Last Friday I picked my daughter up from daycare and we headed to the grocery store together. My husband, Mike,was getting out of work at about the same time, so he met us there–our plan was to divide and conquer. We wanted to grab what we needed for the upcoming week, get out, and go home. For once, we didn’t have 15 things to do before we went to bed, after we got our two-year old to sleep that is. WE COULD ACTUALLY RELAX. WHAT? YES!
This seemed like an awesome plan; I mean it WAS an awesome plan. WAS. My diabetes decided that this was not the night that I was going to have.
At checkout, I started sweating. Then shaking. And if you are a Type I reading this, you know what comes next. I insisted that I was OK enough to get to my car, and I was, but the minute I sat down, it was like all the life was drained out of me. I felt like I barely had enough energy to dig my testing kit our of my purse. But I did. I was already drinking a juice box when the number 22 flashed on the glucometer screen.
In the meantime, my husband was unloading groceries and loading my daughter into the car seat in my car. As he did this, I gave in to the animalistic hunger that overtook me. After finishing my juice box, I ate a granola bar, and then a bag of pretzels, and then a cookie from the grocery store, and then another cookie.
The logical side of my brain said “stop,” and “you will regret this later,” but the 22 blood sugar said, MUCH more loudly, “EAT OR YOU WILL DIE.” It as one of those lows that made my tongue start to go numb, and I was scared. Clearly, this roller coaster I was now on was going to take a while to adjust, so Mike and Lily got in his car and headed home while I sat in the grocery store parking lot.
Before Lily, Mike would have stayed with, or he would have driven me home in his car and we would have picked my car up the next morning. But we had a child. A screaming, hungry, tired child. And this was not the option that was best for her.
Being a diabetic parent can be lonely. Lows like this happen, and Mike needs to take care of Lily. Last May I ended up in the ER due to a complication, and again, Mike was with my daughter. When she was born, she was rushed to the NICU to get help with to stabilize her blood sugar now that her fully-functioning pancreas had taken over after her tiny, perfect body had adjusted for 10 months to my non-functioning pancreas; Mike went with her, and came back to me, in need of a blood transfusion, when he could.

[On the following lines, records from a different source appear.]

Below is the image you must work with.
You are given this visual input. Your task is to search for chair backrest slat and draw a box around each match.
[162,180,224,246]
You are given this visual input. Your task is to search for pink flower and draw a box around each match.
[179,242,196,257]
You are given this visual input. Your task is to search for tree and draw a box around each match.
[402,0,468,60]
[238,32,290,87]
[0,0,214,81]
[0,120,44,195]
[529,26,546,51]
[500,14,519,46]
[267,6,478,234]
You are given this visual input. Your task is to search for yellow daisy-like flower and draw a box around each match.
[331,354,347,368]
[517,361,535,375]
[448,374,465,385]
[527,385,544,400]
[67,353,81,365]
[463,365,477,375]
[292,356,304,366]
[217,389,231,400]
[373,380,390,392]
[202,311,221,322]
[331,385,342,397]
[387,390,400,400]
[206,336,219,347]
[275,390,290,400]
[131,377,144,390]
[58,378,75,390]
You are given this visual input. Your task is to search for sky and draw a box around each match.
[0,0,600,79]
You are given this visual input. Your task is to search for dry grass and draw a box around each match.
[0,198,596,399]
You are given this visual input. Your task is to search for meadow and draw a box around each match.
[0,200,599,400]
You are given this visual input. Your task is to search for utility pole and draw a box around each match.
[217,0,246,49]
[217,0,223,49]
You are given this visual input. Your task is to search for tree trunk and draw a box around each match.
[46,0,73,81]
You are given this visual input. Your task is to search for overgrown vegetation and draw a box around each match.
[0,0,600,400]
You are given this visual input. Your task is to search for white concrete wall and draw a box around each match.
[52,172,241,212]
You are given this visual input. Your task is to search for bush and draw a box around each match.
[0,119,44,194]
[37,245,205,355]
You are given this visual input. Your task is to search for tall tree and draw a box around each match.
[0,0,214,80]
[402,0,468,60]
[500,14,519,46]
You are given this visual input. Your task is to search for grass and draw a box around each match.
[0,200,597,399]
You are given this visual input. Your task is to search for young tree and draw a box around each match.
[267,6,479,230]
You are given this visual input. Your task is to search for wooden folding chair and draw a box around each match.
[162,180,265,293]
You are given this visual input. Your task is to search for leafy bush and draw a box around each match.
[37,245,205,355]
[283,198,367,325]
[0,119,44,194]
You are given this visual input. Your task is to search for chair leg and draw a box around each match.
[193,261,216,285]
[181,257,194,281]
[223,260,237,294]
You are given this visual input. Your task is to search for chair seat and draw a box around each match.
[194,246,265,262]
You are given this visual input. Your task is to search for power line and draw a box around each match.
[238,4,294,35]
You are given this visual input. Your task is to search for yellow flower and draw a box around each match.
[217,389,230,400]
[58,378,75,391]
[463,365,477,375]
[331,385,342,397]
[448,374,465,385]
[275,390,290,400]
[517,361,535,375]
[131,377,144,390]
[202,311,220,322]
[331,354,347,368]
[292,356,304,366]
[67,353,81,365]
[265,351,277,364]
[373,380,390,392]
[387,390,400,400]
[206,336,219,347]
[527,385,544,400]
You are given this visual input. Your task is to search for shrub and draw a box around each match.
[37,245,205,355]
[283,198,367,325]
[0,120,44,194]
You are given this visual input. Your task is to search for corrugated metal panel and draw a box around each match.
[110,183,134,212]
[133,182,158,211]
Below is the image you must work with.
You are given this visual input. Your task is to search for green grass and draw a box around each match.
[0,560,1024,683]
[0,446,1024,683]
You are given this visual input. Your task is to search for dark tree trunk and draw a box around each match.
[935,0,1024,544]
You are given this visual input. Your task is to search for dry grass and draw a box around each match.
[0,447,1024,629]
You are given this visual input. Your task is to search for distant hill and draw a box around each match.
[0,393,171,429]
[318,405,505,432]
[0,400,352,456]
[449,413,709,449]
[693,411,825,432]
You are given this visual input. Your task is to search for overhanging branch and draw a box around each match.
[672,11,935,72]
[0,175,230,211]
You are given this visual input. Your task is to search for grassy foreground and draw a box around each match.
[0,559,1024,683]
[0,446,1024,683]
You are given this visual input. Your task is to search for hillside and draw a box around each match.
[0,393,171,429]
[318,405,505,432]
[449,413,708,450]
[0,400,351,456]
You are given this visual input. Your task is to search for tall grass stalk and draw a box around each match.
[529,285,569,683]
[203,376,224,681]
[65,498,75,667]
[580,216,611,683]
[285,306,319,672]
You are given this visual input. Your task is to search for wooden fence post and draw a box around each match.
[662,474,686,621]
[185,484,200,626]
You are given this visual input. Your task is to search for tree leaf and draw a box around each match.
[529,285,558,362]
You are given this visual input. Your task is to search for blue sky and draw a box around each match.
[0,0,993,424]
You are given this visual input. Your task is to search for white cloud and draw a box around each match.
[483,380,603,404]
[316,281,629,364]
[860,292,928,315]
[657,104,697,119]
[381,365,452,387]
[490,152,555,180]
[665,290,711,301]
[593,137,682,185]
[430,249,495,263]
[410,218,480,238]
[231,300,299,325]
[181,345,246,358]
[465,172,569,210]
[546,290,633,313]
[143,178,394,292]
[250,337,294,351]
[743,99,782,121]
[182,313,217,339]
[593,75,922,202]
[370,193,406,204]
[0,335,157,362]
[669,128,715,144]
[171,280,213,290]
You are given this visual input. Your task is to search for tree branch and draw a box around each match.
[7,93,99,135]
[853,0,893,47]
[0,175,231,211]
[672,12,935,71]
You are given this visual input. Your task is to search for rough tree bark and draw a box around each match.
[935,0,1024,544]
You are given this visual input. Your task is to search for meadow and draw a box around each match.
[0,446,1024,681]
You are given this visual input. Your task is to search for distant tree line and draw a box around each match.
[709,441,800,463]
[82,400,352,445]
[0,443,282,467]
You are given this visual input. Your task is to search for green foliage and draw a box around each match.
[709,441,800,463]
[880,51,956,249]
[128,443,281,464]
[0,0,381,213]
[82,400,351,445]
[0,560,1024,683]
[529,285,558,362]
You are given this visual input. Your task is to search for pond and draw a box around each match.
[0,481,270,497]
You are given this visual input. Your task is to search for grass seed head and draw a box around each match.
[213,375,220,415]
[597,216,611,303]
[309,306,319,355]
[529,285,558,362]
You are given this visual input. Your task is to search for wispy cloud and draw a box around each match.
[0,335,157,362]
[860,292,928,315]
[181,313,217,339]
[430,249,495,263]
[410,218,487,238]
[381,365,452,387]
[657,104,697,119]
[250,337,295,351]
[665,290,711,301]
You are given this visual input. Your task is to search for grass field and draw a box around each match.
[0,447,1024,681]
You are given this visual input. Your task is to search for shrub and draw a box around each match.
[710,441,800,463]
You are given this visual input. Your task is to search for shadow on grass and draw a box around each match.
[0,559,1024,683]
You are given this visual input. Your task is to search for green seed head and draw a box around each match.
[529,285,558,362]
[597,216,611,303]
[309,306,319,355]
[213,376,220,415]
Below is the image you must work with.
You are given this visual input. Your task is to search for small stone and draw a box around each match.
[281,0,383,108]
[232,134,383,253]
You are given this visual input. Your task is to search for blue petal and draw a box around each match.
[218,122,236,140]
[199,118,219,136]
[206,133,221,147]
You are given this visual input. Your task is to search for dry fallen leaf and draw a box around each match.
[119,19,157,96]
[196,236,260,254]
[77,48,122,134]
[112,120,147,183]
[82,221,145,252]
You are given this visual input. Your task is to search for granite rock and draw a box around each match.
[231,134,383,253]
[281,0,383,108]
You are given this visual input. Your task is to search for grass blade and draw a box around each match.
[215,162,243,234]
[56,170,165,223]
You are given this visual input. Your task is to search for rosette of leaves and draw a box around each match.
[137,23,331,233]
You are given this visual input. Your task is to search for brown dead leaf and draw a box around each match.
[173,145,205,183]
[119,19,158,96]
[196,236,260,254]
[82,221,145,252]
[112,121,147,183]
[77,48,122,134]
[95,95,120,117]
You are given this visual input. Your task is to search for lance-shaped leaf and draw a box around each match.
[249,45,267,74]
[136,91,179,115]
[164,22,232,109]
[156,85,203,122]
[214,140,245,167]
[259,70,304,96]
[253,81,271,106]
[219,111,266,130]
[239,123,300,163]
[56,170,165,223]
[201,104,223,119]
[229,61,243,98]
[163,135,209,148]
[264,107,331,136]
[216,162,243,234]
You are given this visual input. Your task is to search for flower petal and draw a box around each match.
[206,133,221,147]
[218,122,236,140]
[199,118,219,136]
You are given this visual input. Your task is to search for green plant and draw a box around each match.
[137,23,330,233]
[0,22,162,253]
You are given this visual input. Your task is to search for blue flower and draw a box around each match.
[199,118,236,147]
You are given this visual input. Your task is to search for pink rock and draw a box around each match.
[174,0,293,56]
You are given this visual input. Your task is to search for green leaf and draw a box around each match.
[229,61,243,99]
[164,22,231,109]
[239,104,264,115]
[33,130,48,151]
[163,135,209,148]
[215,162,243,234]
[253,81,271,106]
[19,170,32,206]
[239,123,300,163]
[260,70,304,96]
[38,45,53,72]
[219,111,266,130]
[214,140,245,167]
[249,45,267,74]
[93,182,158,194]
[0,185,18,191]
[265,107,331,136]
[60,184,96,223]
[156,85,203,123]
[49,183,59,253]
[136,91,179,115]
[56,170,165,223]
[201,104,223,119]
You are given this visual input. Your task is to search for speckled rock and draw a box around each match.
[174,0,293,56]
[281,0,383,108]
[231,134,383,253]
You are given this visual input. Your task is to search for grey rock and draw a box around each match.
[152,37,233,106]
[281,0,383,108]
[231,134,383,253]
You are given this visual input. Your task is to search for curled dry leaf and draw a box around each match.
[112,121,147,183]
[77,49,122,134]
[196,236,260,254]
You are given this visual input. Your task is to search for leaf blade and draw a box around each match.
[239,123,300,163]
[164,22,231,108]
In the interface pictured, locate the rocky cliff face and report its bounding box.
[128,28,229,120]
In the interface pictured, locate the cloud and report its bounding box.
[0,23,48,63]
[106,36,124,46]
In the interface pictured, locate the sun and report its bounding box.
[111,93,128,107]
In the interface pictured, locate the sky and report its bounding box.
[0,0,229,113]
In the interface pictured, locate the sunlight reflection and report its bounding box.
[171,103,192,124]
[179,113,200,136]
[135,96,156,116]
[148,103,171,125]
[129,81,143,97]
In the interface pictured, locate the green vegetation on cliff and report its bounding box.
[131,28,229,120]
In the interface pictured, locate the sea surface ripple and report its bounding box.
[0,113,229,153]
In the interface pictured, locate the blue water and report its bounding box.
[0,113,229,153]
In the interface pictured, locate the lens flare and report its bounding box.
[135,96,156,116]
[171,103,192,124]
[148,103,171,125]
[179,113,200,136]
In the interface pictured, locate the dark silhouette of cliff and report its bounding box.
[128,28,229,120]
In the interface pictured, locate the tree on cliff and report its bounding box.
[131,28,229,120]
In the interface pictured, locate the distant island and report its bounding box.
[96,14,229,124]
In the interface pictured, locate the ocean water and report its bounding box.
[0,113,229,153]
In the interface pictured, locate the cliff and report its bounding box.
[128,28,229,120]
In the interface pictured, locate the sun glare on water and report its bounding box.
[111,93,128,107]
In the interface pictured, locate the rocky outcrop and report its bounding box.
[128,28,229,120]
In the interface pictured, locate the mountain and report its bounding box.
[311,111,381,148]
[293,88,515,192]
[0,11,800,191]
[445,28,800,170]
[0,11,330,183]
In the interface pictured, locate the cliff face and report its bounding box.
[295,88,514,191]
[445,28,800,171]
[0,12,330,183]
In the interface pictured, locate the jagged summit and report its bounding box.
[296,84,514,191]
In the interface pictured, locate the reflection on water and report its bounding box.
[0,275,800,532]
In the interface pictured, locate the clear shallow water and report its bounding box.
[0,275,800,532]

And that is exactly where he should have been, where I wanted him to be, with her. That is what we discussed.We knew when we decided to become parents that it would be a sacrifice, and more of a sacrifice than some parents understand.
I ended up staying that parking lot for about 45 minutes, until it felt safe to drive. And I spent the entire weekend battling highs and lows, trying to find a way to fix not just the 22, but the highs that came because of my binge. By Monday morning I felt like my body had been through a war. I was the opposite of relaxed.
Sometimes it feels like my family is over enjoying the Ferris Wheel, laughing, living life, while I am on this crazy roller coaster, trying to catch my breath, screaming to get off, tired and miserable when I finally do, and ANGRY that I had to be on it at all.